In my course, which the students have now titled "economics for students who hate economics”, I go to great lengths to prepare materials which convey the core concepts to "mathematically challenged" students. I use fancy German color chalk to draw all my graphs by hand. I believe that students learn more from me correcting the occasional mistake on the chalkboard than seeing the perfect graph projected digitally. I have designed a number of in-class experiments, to show that most students behave according to the theories we’ve discussed. To describe concepts which would usually require the use of calculus, I use a laser level used in building construction . Finally, to show that students respond to incentives, I distribute an extravagant amount of fine chocolate in order to get students to answer often difficult questions in front of 150 of their peers.

The two most important things about teaching to me are: First, the energy in the classroom varies from lecture to lecture. In order to deliver what students come to me for as the teacher, I have to be able to read and adapt to these cycles.

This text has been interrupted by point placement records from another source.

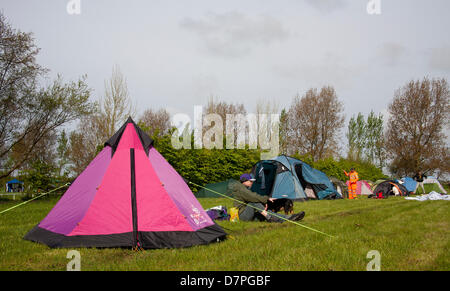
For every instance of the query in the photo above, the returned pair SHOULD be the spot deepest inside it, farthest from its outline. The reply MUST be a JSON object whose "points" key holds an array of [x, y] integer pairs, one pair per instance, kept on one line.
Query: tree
{"points": [[415, 138], [116, 106], [284, 132], [63, 152], [356, 137], [30, 114], [156, 122], [375, 151], [106, 118], [314, 123], [366, 139]]}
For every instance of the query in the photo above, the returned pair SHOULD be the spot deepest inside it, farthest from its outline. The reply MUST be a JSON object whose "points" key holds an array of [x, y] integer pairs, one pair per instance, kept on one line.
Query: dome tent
{"points": [[286, 177], [128, 196], [340, 186]]}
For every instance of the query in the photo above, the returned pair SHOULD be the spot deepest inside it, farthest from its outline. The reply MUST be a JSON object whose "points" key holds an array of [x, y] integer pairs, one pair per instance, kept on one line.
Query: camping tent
{"points": [[286, 177], [221, 187], [340, 186], [433, 181], [14, 186], [128, 196], [390, 187], [363, 187], [410, 184]]}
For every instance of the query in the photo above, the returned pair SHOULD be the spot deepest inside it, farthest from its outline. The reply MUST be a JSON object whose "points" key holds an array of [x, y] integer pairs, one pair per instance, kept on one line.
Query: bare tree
{"points": [[116, 106], [314, 123], [30, 115], [415, 138], [156, 122], [233, 111]]}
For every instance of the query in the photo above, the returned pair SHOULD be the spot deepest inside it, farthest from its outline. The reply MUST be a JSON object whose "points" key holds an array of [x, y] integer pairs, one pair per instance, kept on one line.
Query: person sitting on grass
{"points": [[254, 206], [419, 177]]}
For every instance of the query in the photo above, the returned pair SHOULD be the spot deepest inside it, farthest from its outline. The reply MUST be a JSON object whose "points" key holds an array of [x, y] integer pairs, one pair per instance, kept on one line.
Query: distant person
{"points": [[352, 185], [419, 177], [255, 206]]}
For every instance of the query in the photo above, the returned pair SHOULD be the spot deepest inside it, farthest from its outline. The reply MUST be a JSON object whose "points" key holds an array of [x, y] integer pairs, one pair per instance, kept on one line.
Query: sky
{"points": [[177, 54]]}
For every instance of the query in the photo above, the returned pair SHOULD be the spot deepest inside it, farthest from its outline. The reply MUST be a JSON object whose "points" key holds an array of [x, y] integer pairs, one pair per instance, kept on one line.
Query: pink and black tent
{"points": [[128, 196]]}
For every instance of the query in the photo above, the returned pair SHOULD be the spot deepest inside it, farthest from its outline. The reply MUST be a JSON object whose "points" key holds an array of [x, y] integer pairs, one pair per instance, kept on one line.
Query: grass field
{"points": [[409, 235]]}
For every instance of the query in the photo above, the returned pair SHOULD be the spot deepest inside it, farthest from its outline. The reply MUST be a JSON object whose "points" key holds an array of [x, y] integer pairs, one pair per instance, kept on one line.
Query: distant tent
{"points": [[128, 196], [391, 187], [363, 187], [340, 186], [220, 187], [433, 181], [286, 177], [14, 186], [410, 184]]}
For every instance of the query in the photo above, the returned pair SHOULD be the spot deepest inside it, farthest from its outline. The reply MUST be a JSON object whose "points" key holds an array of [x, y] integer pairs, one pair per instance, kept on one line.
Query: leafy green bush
{"points": [[203, 166]]}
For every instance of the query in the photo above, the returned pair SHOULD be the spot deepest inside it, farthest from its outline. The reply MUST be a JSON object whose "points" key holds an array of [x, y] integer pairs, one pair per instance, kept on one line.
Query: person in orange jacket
{"points": [[352, 185]]}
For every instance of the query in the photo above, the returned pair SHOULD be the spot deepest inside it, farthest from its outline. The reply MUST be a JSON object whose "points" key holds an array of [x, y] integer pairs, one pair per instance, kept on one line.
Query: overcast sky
{"points": [[175, 54]]}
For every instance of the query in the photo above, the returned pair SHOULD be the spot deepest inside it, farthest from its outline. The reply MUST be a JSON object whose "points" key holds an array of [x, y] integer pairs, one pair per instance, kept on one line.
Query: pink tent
{"points": [[363, 188], [128, 196]]}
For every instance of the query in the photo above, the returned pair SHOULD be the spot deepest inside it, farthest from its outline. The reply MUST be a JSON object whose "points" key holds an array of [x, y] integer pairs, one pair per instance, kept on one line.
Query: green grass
{"points": [[409, 235]]}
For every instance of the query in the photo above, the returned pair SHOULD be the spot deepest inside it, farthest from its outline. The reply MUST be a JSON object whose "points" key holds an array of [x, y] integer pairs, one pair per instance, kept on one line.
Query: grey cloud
{"points": [[326, 5], [234, 34], [391, 53], [330, 69], [440, 58]]}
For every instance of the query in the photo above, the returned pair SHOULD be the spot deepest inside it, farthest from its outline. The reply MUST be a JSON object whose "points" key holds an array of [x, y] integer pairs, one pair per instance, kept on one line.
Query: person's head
{"points": [[246, 180]]}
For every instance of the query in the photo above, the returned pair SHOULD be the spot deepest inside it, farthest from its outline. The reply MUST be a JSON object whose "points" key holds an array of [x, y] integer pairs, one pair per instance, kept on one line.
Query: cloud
{"points": [[234, 34], [440, 58], [326, 6], [391, 53], [329, 69]]}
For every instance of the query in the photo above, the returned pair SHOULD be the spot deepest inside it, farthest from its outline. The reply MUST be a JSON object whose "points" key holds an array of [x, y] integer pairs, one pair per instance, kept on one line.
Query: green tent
{"points": [[221, 187]]}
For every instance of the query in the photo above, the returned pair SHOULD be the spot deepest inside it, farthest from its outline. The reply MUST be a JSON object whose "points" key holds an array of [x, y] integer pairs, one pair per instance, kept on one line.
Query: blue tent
{"points": [[409, 183], [14, 186], [286, 177]]}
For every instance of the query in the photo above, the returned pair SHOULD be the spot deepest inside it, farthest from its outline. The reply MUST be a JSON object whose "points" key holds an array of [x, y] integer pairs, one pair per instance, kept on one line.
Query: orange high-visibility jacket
{"points": [[353, 177]]}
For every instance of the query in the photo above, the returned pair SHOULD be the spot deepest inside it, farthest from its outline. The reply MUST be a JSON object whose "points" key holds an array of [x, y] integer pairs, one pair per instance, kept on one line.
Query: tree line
{"points": [[35, 138]]}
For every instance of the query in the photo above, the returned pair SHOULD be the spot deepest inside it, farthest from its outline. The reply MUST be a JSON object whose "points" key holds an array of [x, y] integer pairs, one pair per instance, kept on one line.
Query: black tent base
{"points": [[147, 240]]}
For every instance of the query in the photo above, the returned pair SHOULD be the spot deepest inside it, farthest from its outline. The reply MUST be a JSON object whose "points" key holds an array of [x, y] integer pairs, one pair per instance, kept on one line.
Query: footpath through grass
{"points": [[409, 235]]}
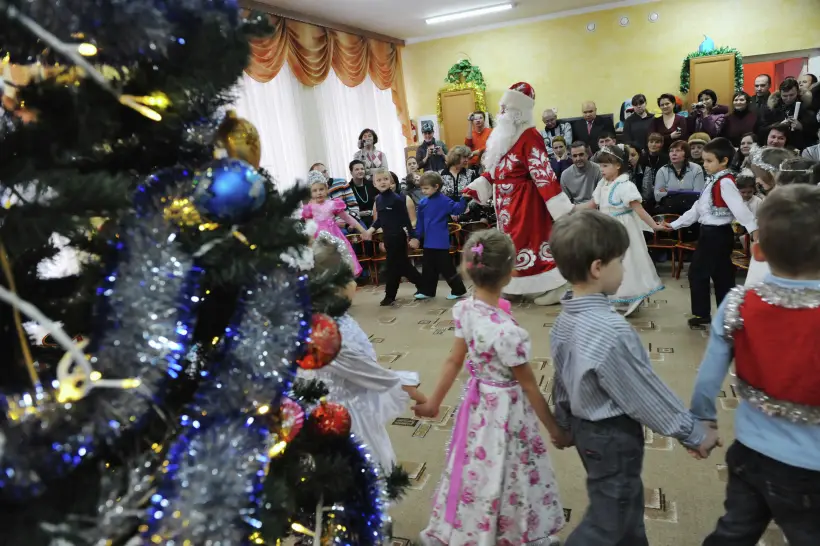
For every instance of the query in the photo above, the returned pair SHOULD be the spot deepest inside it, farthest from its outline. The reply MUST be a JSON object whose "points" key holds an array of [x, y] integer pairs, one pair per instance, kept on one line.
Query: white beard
{"points": [[508, 129]]}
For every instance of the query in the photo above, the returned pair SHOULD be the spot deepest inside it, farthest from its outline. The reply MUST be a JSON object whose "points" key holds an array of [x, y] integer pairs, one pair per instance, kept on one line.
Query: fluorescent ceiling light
{"points": [[471, 13]]}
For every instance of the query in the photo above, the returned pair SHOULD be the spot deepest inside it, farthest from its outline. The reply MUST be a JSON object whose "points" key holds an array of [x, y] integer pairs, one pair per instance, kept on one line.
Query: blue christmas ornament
{"points": [[228, 190], [706, 45]]}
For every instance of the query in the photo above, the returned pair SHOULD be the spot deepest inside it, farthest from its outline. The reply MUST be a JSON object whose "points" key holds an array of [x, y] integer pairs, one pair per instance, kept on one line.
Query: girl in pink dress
{"points": [[325, 211], [498, 487]]}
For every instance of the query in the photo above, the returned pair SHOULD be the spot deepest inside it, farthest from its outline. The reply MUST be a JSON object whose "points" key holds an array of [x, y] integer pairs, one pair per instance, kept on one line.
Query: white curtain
{"points": [[276, 110], [344, 112], [301, 125]]}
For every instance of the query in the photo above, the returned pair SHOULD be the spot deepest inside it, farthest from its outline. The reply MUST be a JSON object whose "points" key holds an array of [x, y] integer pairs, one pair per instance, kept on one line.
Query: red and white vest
{"points": [[776, 336]]}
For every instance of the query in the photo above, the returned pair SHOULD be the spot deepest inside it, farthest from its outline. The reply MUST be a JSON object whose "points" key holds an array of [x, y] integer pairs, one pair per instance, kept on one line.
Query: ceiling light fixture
{"points": [[470, 13]]}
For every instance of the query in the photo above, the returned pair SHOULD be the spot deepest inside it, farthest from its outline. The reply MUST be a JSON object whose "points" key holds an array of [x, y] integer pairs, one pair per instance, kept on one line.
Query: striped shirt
{"points": [[602, 370]]}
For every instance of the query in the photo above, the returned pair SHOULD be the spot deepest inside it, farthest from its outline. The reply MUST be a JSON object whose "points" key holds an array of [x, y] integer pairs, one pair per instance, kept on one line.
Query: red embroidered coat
{"points": [[523, 185]]}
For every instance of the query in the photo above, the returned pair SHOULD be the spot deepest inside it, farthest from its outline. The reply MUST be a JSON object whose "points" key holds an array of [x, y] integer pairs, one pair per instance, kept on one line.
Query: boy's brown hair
{"points": [[790, 229], [431, 178], [583, 237]]}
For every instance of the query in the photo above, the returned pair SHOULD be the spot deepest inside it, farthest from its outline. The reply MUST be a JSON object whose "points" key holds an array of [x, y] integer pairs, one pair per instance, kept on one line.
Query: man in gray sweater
{"points": [[579, 181]]}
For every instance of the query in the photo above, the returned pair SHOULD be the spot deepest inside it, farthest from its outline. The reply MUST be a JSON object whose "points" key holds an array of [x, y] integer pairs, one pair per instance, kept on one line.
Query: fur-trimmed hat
{"points": [[700, 138], [520, 96]]}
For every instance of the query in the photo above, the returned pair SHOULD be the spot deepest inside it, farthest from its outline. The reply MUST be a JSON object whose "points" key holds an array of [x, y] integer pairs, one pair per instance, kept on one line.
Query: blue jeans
{"points": [[612, 453], [761, 489]]}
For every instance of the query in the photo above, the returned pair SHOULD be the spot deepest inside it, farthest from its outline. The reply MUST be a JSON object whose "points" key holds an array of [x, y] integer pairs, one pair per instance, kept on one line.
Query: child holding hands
{"points": [[372, 394], [498, 486], [604, 387]]}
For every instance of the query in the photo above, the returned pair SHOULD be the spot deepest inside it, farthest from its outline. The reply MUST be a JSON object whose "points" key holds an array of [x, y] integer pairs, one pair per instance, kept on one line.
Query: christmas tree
{"points": [[157, 300]]}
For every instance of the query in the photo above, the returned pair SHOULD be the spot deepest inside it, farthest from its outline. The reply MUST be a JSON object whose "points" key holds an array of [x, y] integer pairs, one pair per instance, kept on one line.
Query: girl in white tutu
{"points": [[774, 167], [617, 196], [372, 394]]}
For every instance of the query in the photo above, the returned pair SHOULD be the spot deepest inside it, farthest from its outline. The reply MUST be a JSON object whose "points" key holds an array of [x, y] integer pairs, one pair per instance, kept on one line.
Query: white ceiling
{"points": [[405, 19]]}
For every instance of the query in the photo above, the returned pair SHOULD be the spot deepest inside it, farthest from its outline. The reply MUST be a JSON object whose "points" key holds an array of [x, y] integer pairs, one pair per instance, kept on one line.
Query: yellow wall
{"points": [[566, 64]]}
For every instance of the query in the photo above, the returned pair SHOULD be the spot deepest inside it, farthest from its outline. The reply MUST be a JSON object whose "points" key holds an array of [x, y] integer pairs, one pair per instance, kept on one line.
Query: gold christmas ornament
{"points": [[240, 139]]}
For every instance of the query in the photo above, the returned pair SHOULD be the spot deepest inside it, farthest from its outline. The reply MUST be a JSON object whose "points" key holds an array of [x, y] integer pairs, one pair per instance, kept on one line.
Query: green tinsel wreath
{"points": [[470, 73], [685, 74]]}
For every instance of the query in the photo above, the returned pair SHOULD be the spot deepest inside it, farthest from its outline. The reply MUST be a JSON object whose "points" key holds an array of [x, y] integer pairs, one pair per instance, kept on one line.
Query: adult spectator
{"points": [[363, 191], [707, 115], [431, 153], [805, 82], [678, 181], [778, 137], [635, 167], [338, 188], [669, 125], [579, 180], [654, 158], [561, 160], [763, 89], [782, 105], [553, 129], [368, 154], [812, 152], [410, 185], [636, 126], [741, 121], [477, 135], [458, 174], [590, 128], [606, 138], [746, 142]]}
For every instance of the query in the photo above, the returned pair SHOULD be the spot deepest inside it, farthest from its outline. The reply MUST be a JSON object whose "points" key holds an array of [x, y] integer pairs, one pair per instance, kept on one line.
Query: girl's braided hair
{"points": [[489, 258]]}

This means sometimes moving a topic to the following lecture in order to finish a stimulating discussion or inserting another related topic or additional examples on the spot. Second, and more important, if you do not love your subject, you do not stand a chance at being a great teacher. Being passionate about something as dry as economics appears strange to the students at first, but eventually they start cheering when my voice starts skipping from excitement over a downward sloping demand curve.

I do this job because I love every minute of it. The mix of students from every corner of the world and part of society provides for the most stimulating intellectual environment I have ever encountered. The greatest moments in my professional career have happened in the classroom. The feeling of having done my job and having done it well is priceless. I am grateful to the university and my students for giving me the opportunity to teach here.